-----------------------------------------------Merry Xmas and all the best for 2025!----------------------------------------
Sunday, 15 December 2019
A Government and Fisheries.
The election of a Conservative government, with a solid majority, means that the passage of the Withdrawal Agreement through Parliament seems guaranteed; meaning that the UK will leave the EU on 31st January 2020. The provisions of the Withdrawal Agreement spell out that, from that date, the UK will be an independent coastal state, with regulatory autonomy over fishing within its exclusive economic zone, albeit subject to a transition period to the end of 2020, during which the UK would still be subject to the Common Fisheries Policy.
Fisheries Bill
The Government will also be in a position to reintroduce its Fisheries Bill to provide itself with powers to implement its programme on fisheries, including powers to control access over who is permitted to fish in UK waters, and to set its own quotas (accepting that for shared stocks, these will usually be set in cooperation with other coastal states.) The previous Bill was pulled after its provisions became at risk of the arithmetic in the previous Parliament.
Negotiations
Early next year, talks will begin between the UK and the EU on a framework fisheries agreement that will determine the shape of cooperation between the UK and EU, after the end of the transition period. A framework agreement could consist of very high-level statements, referencing cooperation on managing shared stocks, broad commitments to sustainable fishing, and compliance with the UN Law of the Sea. It is expected that a framework agreement could be concluded by the end of July. The current framework agreement between EU and Norway, is an obvious template.

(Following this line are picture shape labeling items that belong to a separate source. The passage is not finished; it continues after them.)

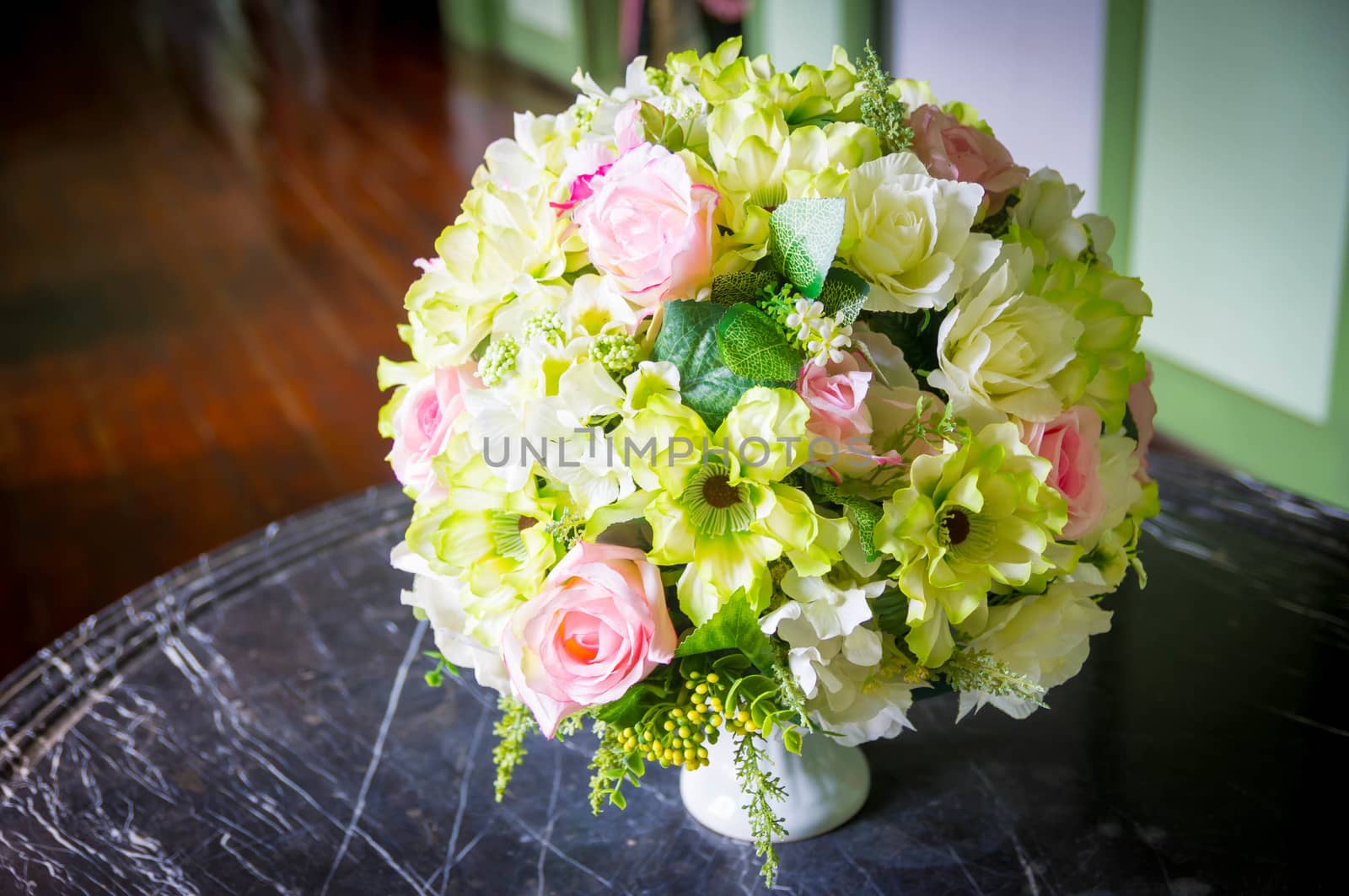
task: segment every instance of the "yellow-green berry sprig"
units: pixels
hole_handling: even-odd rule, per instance
[[[483,352],[483,359],[478,362],[478,378],[488,389],[500,385],[515,370],[515,355],[518,354],[519,345],[514,336],[502,336],[494,340]]]
[[[510,787],[511,777],[515,775],[515,766],[525,761],[529,752],[525,749],[525,738],[530,731],[537,731],[538,726],[534,723],[529,707],[514,698],[498,699],[496,708],[502,711],[502,717],[492,726],[492,734],[498,738],[496,746],[492,748],[492,762],[496,765],[496,780],[492,789],[496,793],[496,802],[500,803],[502,797],[506,796],[506,788]]]
[[[590,356],[621,376],[637,367],[637,340],[627,333],[600,333],[591,344]]]
[[[777,289],[765,286],[762,296],[764,298],[757,301],[755,305],[758,305],[759,310],[777,321],[777,325],[782,328],[784,333],[786,333],[788,341],[792,341],[795,345],[796,343],[793,340],[796,339],[796,329],[786,325],[786,318],[796,310],[796,300],[800,298],[796,289],[791,283],[782,283]],[[797,348],[799,347],[800,345],[797,345]]]
[[[913,128],[907,124],[909,109],[890,93],[890,76],[881,67],[881,59],[870,40],[862,58],[857,61],[857,80],[862,84],[862,124],[876,131],[881,140],[881,154],[909,148],[913,143]]]
[[[782,802],[786,799],[786,788],[782,781],[765,771],[770,762],[764,750],[754,742],[753,734],[745,734],[735,741],[735,780],[741,785],[741,792],[749,797],[742,808],[750,818],[750,835],[754,841],[754,854],[764,857],[764,866],[759,874],[765,887],[773,887],[777,877],[777,851],[773,849],[774,839],[786,837],[784,819],[778,818],[769,802]]]
[[[557,312],[540,312],[525,321],[525,341],[561,345],[567,341],[567,331]]]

Negotiations for an annual UK/EU fisheries agreement for 2021 would be expected to occupy the second half of 2020. There will also be tripartite and bilateral discussions with relevant coastal states such as Norway and Faeroes. The content of the annual fisheries agreement would include setting TACs, quota shares and exchanges, and access arrangements.
Both the EU and the UK accept, under the terms of the Withdrawal Agreement, that from the end of the transition period their fleets will have no automatic right to fish in each other’s waters. Access would be subject to negotiation, as would quota shares and quota exchanges.
The UK, in its White Paper, has made clear that some level of access could be granted to EU fleets to fish in UK waters, subject to the satisfactory negotiation of revised quota shares. The EU has made it equally clear that any free trade deal with the UK would be contingent on the status quo on access and quota shares.
In both the EU and the UK, fishing rights are a matter of high visibility and high political profile.
The stakes are therefore very high for all parties as we enter this next phase of negotiations with the EU. The UK fishing industry sees the UK’s departure from the EU as an opportunity to break free from a cumbersome and ineffective management system, and a chance to redress the asymmetrical access and quota arrangements which have worked to the UK’s disadvantage for 40 years. The EU will try to hang on to the current arrangements which work so well to its benefit.
Against this background, the NFFO will be working closely with UK Government to ensure that the commitments it has made on fisheries are delivered in full.